Monoclonal antibody 791 (XMMCO-791) recognizes a colorectal tumour-associated antigen. Antibody 791-ricin A chain immunotoxin (XMMCO-791-RTA) inhibits growth of human tumour xenografts and it is therefore being evaluated for the treatment of colorectal cancer. One of the problems with therapy with mouse monoclonal antibodies is they stimulate humoral responses in patients. However antigens linked to ricin are cytotoxic for B cells and therefore XMMCO-791-RTA may not be immunogenic. The humoral antibody response to murine monoclonal antibody XMMCO-791 (IgG2b) conjugated to the plant toxin, ricin A chain (RTA), was measured in colorectal cancer patients in a phase I clinical trial. All patients produced strong responses to the XMMCO-791 immunoglobulin and to RTA. The predominant response to the antibody was against the idiotypic determinant although anti-subclass and anti-mouse antibodies were also detected. A component of the anti-idiotypic immunoglobulin response in the colorectal cancer patients was directed against the combining site of XMMCO-791. These antibodies inhibited in-vitro binding of XMMCO-791 to target 791 cells and so may be inhibitors of repeated immunotoxin therapy. Immunotoxins do not abrogate the immune response to mouse immunoglobulin in vivo but instead are highly immunogenic.

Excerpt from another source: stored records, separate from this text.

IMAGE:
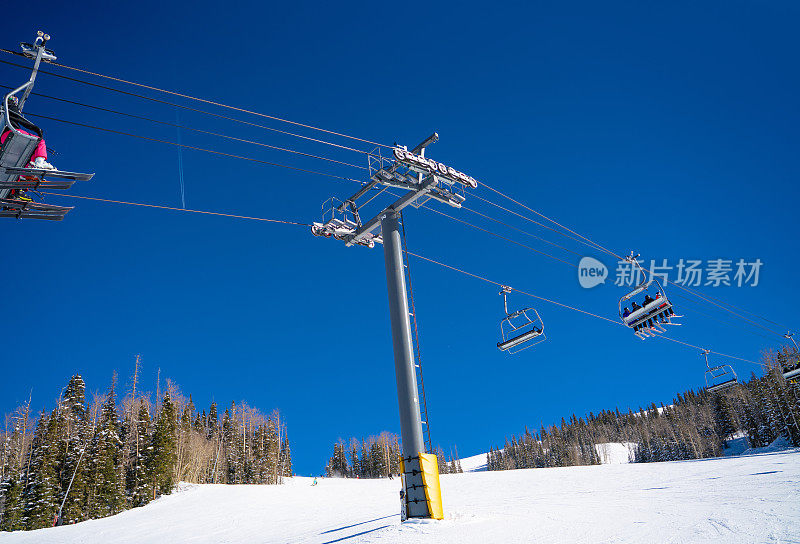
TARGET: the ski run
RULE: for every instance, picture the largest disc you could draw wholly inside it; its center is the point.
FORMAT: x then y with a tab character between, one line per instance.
739	499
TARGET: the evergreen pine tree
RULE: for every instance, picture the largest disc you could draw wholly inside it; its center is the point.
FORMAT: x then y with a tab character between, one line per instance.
160	462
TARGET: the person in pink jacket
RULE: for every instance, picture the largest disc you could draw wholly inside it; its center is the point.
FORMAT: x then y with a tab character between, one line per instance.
39	156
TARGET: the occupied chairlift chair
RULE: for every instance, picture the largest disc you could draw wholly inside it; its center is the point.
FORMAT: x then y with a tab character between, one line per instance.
645	320
719	378
16	152
791	370
520	330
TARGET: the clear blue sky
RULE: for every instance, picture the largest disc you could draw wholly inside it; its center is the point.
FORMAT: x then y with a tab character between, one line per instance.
590	113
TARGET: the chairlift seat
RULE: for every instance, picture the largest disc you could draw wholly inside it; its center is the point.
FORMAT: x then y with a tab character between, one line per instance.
719	378
520	339
520	331
15	153
32	210
792	374
722	385
44	173
647	311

Abrogation of antibody responses in rats to murine monoclonal antibody 791T/36 by treatment with daunomycin-cis-aconityl-791T/36 conjugates.

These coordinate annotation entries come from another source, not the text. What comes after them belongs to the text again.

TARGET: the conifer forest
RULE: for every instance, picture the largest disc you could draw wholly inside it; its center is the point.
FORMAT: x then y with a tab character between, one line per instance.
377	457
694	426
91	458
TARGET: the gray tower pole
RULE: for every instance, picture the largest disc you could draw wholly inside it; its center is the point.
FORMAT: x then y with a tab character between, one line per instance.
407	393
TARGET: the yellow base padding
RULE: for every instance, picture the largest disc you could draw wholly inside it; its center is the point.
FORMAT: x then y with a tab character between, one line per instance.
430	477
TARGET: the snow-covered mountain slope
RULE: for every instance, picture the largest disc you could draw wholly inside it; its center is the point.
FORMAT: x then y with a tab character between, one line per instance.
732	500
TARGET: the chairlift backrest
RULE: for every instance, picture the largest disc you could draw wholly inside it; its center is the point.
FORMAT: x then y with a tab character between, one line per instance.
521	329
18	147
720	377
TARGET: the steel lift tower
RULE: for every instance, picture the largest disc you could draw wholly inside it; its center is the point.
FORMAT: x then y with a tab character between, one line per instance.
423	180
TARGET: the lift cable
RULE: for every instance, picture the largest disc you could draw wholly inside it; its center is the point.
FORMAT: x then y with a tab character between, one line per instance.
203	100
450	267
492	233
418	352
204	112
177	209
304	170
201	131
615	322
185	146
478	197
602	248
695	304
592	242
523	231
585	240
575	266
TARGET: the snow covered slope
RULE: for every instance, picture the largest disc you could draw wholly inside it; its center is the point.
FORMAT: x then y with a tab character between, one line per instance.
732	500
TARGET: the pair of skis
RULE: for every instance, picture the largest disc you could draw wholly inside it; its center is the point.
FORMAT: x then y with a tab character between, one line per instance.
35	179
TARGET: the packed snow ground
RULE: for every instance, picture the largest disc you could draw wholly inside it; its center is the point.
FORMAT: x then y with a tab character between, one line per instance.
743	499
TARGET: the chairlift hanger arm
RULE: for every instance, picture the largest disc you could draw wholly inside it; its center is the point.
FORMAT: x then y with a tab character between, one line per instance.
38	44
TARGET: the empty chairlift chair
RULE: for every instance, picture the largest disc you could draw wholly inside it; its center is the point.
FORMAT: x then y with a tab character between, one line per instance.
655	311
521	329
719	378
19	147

The majority of monoclonal antibodies in clinical use are of murine origin. It is now well-established that patients generate an antibody response to the mouse immunoglobulin which restricts repeated administration. Pre-sensitization of patients to mouse antibody is screened by hypersensitivity to i.d. administered antibody. This study shows that low doses of mouse antibody administered either i.d. or s.c. are highly immunogenic and suggests that a serological assay would be a safer method of screening for anti-mouse antibodies. Rats treated with monoclonal antibody linked via an acid labile cis-aconityl bond to daunomycin failed to produce a primary response to this conjugate. They were also rendered immunologically unresponsive to subsequent challenges with the unconjugated monoclonal antibody. The induced state of immunological unresponsiveness to free antibody persisted in the rats for 18 weeks and although antibody-cis-aconityl-daunomycin pre-treated animals eventually responded to the fourth challenge with free antibody, at week 25, the response was still significantly less than in the free antibody-pre-treated and challenged animals. These studies show that the use of antibody-cis-aconityl-daunomycin conjugates may provide an approach for the control of human responses to mouse immunoglobulin.

Sensitivity of newly established colorectal cell lines to cytotoxic drugs and monoclonal antibody drug conjugates.

A major problem in the chemotherapy of colorectal cancers is their resistance to most cytotoxic drugs which may be due to insufficient cellular transport. Drugs conjugated to monoclonal antibodies recognising tumour antigens may overcome these difficulties by providing access of active agents to the tumour cells. The anti-tumour monoclonal antibody shown to localise in patients with colorectal cancer, 791T/36, has been investigated as a potential targeting antibody. Eight cell lines were established from surgically resected material and were shown to bind 791T/36 antibody. They were screened for their sensitivity to methotrexate, 5-fluorouracil and daunomycin. Although 5-fluorouracil is the drug of choice for chemotherapy of colorectal cancer it was the most cytotoxic drug in only 2 of the 8 cell lines. Only the 4 cell lines which were resistant to methotrexate showed less cytotoxicity with methotrexate than 5-fluorouracil. The cell lines which were resistant to methotrexate were more sensitive to 791T/36-methotrexate conjugates. Daunomycin was the most cytotoxic drug in 4 of the 8 cell lines. However, a similar cytotoxicity was observed for free drug and 791T/36 daunomycin in the two lines tested. Selective monoclonal antibody drug conjugates may offer a solution to treatment of tumours which are resistant to classical chemotherapeutic agents. This is the first report to show that newly established cell lines that are resistant to classical chemotherapeutic agents are rendered sensitive when the drug enters the cell as a drug monoclonal antibody carrier.